If you are a homeowner looking for a way to trim your monthly mortgage payment and you’ve got a lump sum you can use, mortgage loan recasting might be a good option.
How mortgage loan recasting works
In the event you find yourself with a chunk of money, mortgage loan recasting allows you to pay down your mortgage principal and save money by reducing the monthly payment on the remaining balance.
A simple way to view a mortgage loan recasting is to think of it as a do-over. You pay the same mortgage interest rate you had before and recalculate the loan using the same repayment terms. The only thing that changes is the amount financed and your monthly payment. Because you owe less money after making a lump-sum payment, you also end up paying less interest over the life of the loan. The ability to pay less interest may be the most attractive feature of a loan recast.
If you instead put that same money toward the loan principal each month, you would still lower the amount you owe but — unlike recasting — the monthly payment would remain the same.
Mortgage loan recasting details
Although it can take 45 to 60 days for a mortgage lender to complete a recast, it is a relatively straightforward process. Conveniently, as long as your mortgage loan is in good standing, the lender will not require a credit check, home appraisal, or income verification.
Mortgage loan recasting is only available on conventional loans, and is not an option for FHA, VA, or USDA loans. Jumbo loans are usually ineligible. Most — although not all — lenders offer mortgage loan recasting. After all, making a mortgage recast easy for existing customers is one way to prevent them from refinancing the mortgage with another lender. The only way to find out for sure whether your lender offers mortgage recasting is to give the company a call.
The amount of money you’ll need to put toward recasting is typically at least $10,000, depending on the lender. What’s important is that your original loan term and interest rate remain the same.

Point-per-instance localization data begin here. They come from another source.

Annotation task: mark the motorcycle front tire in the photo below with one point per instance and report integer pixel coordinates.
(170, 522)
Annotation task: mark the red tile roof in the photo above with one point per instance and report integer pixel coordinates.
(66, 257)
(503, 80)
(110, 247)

For example, if you have a 30-year mortgage at a 3.7% interest rate and recast it after five years, the balance will be re-amortized over the remaining 25 years using the same rate.
Once you apply for a mortgage loan recast, your lender will likely require you to make two consecutive payments (at your original payment amount) before it recasts the loan. That said, you should keep making your regular payments until you hear from your lender.

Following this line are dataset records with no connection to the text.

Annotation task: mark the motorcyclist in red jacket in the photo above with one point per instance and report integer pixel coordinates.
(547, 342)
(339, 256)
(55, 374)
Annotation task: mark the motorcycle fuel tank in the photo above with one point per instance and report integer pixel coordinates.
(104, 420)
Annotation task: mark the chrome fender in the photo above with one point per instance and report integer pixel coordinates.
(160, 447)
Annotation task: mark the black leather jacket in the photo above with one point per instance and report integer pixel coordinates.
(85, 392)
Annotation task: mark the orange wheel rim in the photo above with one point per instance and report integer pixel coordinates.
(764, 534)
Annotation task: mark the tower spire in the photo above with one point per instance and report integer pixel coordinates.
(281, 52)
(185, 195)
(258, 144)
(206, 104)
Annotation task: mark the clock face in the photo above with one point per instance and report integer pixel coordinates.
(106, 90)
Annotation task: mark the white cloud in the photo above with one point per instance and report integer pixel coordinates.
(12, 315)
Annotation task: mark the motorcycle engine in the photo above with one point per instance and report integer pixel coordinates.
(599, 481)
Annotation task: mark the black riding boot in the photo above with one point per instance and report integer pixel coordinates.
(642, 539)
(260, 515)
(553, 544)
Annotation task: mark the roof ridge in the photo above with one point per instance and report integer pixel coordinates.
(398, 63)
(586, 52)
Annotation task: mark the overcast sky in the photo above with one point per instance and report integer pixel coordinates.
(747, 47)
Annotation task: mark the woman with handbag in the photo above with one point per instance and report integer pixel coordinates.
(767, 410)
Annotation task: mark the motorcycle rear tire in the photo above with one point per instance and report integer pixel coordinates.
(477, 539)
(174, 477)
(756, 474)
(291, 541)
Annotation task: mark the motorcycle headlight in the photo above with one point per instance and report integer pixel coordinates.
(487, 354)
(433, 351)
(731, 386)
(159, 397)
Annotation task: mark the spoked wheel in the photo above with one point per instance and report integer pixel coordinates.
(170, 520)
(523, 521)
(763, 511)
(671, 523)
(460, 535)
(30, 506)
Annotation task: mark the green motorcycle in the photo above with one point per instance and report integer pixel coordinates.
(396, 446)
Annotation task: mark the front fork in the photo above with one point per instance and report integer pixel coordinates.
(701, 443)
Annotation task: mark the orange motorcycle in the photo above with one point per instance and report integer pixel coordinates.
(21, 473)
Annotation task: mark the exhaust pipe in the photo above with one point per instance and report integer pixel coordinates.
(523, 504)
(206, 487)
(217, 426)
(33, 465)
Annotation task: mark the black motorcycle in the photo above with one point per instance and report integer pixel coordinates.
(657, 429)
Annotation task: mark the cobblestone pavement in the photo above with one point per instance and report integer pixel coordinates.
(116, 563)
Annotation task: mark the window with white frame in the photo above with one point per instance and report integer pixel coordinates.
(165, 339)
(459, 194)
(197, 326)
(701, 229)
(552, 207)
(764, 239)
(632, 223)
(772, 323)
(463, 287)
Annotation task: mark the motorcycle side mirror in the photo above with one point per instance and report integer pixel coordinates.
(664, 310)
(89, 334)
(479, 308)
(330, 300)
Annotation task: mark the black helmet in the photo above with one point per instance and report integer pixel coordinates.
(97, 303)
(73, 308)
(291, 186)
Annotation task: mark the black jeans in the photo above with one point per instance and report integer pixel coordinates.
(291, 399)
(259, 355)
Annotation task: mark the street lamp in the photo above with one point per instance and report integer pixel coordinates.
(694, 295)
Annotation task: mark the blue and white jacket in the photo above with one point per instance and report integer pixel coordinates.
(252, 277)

You can recast your loan as many times as you would like but should remember to plan for recasting fees in the vicinity of $250 to $300.
Pros of mortgage recasting
In addition to lowering your monthly mortgage payment, here are some reasons you may want to explore mortgage loan recasting.
- If the interest rate has risen since you took out your original mortgage, you’ll be able to hold onto that lower rate.
- You will pay less in interest overall due to a smaller principal amount.
- You can lower your monthly mortgage payment without extending the length of the loan.
You can also build yourself an emergency cushion by recasting your mortgage and continuing to make your original payments. Doing so will reduce your principal balance even further and if you run into financial difficulty, you can switch to the lower payments until you are back on a solid footing.
Cons of mortgage loan recasting
While there are specific circumstances under which it makes financial sense to recast a mortgage, recasting is not without its drawbacks.
- If your current mortgage rate is high, it does not make financial sense to recast at the same rate. Look into refinancing your mortgage instead to see if you can benefit from the lower rates. If you like your current mortgage servicer, ask them what the interest rate would be if you refinanced the existing mortgage through them.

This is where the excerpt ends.